En 968, le diocèse de Metz était gouverné par l'évêque Thierry Ier. Monté sur le siège de saint Clément en 965, Thierry était un seigneur de haute naissance, apparenté notamment aux rois de France et à l'empereur du Saint Empire romain germanique qu'il a suivi dans ses voyages en Italie et d'où il a ramené les reliques de Vincent de Saragosse. Pour renfermer ces reliques, Thierry Ier décida de fonder une abbaye qu'il confierait aux bénédictins. Il fit appel au concours des deux monastères les plus illustres de son diocèse : l'abbaye de Gorze, fondée par le grand évêque saint Chrodegang, et l'abbaye Saint-Arnould, sépulture des rois carolingiens. Ainsi, la première église abbatiale de Saint-Vincent, qui remplaça l'oratoire des vignerons de l'île Chambière, fut l’œuvre du moine Odilbert (ou Odolbert), prévôt de Gorze et par la suite abbé de Saint-Vincent. L'évêque Thierry fit la dédicace de la nouvelle église le 6 août 972 en y plaçant reliques de saint Vincent et de sainte Lucie, encore visibles, qu'il a rapportées de ses voyages en Italie aux côtés d'Otton Ier, premier prince du Saint-Empire romain germanique. Ainsi la nouvelle abbaye était placée sous la protection de saint Vincent mais aussi de sainte Lucie, ce qui est encore le cas aujourd'hui.
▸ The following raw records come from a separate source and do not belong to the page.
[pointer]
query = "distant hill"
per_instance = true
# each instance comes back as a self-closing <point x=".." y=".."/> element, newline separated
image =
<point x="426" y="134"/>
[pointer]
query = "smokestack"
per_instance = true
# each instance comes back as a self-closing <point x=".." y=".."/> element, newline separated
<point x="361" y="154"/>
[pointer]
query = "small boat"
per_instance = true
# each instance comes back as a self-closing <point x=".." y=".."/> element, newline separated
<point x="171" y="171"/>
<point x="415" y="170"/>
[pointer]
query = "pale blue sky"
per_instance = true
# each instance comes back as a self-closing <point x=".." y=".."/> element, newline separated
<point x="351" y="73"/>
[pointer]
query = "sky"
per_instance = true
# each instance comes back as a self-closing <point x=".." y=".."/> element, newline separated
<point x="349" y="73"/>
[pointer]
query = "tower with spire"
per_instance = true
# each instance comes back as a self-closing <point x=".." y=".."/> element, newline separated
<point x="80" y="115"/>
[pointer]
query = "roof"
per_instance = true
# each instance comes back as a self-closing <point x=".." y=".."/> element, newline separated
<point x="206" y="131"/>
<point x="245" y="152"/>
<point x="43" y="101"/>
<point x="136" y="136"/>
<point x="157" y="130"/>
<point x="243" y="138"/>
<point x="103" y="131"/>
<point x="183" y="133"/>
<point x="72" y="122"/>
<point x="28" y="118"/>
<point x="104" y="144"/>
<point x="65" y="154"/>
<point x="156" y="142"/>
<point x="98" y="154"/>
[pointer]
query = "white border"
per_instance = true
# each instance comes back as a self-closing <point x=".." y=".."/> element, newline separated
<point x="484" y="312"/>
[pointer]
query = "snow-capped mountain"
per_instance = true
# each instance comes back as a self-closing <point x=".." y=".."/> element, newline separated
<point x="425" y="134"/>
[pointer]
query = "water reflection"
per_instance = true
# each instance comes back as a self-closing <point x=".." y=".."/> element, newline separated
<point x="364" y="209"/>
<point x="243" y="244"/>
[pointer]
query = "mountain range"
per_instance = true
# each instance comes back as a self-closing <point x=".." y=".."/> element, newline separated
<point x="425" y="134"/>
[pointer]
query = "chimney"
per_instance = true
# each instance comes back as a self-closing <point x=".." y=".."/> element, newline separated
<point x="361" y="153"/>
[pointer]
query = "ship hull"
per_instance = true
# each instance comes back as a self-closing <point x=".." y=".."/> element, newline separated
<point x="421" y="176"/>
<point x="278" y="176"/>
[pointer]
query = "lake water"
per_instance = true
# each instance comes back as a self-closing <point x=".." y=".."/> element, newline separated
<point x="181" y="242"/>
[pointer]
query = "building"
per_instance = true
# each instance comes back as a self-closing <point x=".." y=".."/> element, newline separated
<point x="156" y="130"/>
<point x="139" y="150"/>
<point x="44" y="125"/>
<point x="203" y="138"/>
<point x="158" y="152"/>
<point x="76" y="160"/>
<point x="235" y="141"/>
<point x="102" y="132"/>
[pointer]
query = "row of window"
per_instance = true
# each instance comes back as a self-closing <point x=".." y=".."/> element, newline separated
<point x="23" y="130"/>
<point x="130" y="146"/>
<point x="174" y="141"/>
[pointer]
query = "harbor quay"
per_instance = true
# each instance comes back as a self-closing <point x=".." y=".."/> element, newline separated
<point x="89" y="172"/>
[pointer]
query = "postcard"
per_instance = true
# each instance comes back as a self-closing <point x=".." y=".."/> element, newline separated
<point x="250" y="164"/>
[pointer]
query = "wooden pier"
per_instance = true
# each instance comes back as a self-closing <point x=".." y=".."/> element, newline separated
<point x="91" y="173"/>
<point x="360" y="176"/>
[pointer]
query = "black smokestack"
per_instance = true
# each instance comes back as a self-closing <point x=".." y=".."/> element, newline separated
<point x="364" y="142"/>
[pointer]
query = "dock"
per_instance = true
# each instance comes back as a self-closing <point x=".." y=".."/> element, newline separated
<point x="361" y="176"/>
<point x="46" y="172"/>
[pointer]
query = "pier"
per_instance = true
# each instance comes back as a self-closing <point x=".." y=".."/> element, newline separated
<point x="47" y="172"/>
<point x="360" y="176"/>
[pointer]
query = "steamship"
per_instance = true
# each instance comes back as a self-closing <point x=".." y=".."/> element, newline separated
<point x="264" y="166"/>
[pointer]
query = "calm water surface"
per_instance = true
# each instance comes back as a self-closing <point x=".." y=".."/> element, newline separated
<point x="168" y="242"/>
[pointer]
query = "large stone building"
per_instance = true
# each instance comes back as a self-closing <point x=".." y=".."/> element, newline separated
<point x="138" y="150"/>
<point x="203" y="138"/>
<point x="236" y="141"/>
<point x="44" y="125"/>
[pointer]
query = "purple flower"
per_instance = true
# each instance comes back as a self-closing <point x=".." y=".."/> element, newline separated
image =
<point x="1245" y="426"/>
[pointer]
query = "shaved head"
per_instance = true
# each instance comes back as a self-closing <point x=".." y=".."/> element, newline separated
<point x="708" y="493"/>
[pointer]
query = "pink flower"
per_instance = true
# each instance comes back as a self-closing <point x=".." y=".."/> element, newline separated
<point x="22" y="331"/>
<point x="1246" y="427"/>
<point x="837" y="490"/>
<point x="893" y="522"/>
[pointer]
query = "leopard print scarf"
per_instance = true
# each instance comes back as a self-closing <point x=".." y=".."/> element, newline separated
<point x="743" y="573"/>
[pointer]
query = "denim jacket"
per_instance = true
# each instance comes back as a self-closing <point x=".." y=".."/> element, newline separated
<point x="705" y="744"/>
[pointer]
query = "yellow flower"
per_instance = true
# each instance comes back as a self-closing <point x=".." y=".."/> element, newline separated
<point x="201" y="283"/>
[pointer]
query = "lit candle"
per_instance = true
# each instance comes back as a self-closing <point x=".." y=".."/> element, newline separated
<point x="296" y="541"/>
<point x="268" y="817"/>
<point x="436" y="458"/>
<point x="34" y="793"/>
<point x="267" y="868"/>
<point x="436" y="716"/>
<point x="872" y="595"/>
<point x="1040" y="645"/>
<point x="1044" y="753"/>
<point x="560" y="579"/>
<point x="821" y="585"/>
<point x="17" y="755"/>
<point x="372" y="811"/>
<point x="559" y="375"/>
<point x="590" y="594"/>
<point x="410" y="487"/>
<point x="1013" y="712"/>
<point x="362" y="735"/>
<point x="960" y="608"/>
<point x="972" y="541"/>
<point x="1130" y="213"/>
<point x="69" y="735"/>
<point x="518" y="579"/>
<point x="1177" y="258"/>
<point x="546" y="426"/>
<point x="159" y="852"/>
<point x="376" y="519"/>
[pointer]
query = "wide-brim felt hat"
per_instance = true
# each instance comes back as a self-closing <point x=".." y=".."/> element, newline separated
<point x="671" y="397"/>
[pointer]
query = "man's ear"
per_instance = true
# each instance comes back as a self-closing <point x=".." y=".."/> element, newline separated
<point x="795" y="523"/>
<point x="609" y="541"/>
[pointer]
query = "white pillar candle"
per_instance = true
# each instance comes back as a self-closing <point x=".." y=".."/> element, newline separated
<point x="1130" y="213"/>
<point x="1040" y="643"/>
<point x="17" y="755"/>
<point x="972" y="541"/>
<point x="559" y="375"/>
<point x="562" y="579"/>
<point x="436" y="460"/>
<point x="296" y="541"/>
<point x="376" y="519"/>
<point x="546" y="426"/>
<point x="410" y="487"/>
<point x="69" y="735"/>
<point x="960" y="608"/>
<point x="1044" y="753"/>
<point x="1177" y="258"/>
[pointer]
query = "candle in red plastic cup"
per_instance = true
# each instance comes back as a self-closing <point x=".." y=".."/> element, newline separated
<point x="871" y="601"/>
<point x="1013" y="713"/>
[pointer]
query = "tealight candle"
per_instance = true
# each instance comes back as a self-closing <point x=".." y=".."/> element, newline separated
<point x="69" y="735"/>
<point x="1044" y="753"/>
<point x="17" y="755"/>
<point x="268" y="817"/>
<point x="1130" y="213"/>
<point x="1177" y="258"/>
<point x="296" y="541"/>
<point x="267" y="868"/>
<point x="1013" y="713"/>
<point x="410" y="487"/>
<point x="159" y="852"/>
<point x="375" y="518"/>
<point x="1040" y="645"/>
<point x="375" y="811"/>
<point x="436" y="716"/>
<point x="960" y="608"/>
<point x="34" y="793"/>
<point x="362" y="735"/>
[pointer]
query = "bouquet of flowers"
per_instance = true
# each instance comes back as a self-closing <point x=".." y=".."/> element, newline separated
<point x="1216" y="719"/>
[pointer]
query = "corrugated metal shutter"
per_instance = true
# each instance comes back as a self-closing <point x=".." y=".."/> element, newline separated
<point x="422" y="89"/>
L'évêque est inhumé dans cette église en 984.
L'église de l'abbaye fut consacrée en 1030 par Théodoric II. L'empereur Othon II la prit sous sa protection, ainsi que le pape Jean XIII. Ceci exemptait l'abbaye du joug de tout pouvoir temporel et conférait à son abbé un pouvoir prédominant : il était autorisé, en absence de l'évêque, à célébrer la messe à la cathédrale. Ces droits furent confirmés en 1051, en 1096, et à la fin du XVIe siècle. L'abbaye de Saint-Vincent n'était pas seulement très puissante ; elle était aussi un centre d'enseignement, une véritable université avant la lettre. Le premier « écolâtre » de Saint-Vincent fut Adalbert qui nous a laissé un bel éloge de la ville de Metz. Mais le plus célèbre « écolâtre » fut Sigebert de Gembloux arrivé à Saint-Vincent en 1051. Il dirigea les écoles messines pendant vingt-cinq ans. Il s'agissait d'un érudit de grande renommée qui a laissé une histoire appelée Chronographie. Toutes les écoles monastiques, dispensaient le même enseignement, divisé en deux cours, l'un destiné à l'usage des religieux et novices de la maison, l'autre ciblant les disciples du dehors, clercs ou laïques, étrangers aux vœux monastiques. Les premiers, indépendamment des leçons qu'ils recevaient, étaient exercés par la copie des manuscrits, base essentielle des progrès de la bibliothèque, à l'art de la miniature, et au jeu des orgues.
Le fond des études consistait en deux niveaux, le trivium et le quadrivium. Le premier comprenait la grammaire, la rhétorique et la dialectique ; le second, l’arithmétique, la géométrie, l’astronomie et la musique. Selon la carrière à laquelle se destinait chaque élève, on ajoutait à ces disciplines la médecine, la théologie scolastique, le droit civil et canonique. L'étude des langues grecque et hébraïque formait une sorte de couronnement de ce vaste programme. Le latin était d'autant plus sérieusement étudié que tous les enseignements se faisaient dans cette langue. L'abbaye Saint-Vincent était très riche et que la plupart de ses moines venaient de Gorze et de Saint-Arnould. Vers le milieu du XIIIe siècle, en raison de son essor grandissant, il devint nécessaire d'agrandir l'abbaye.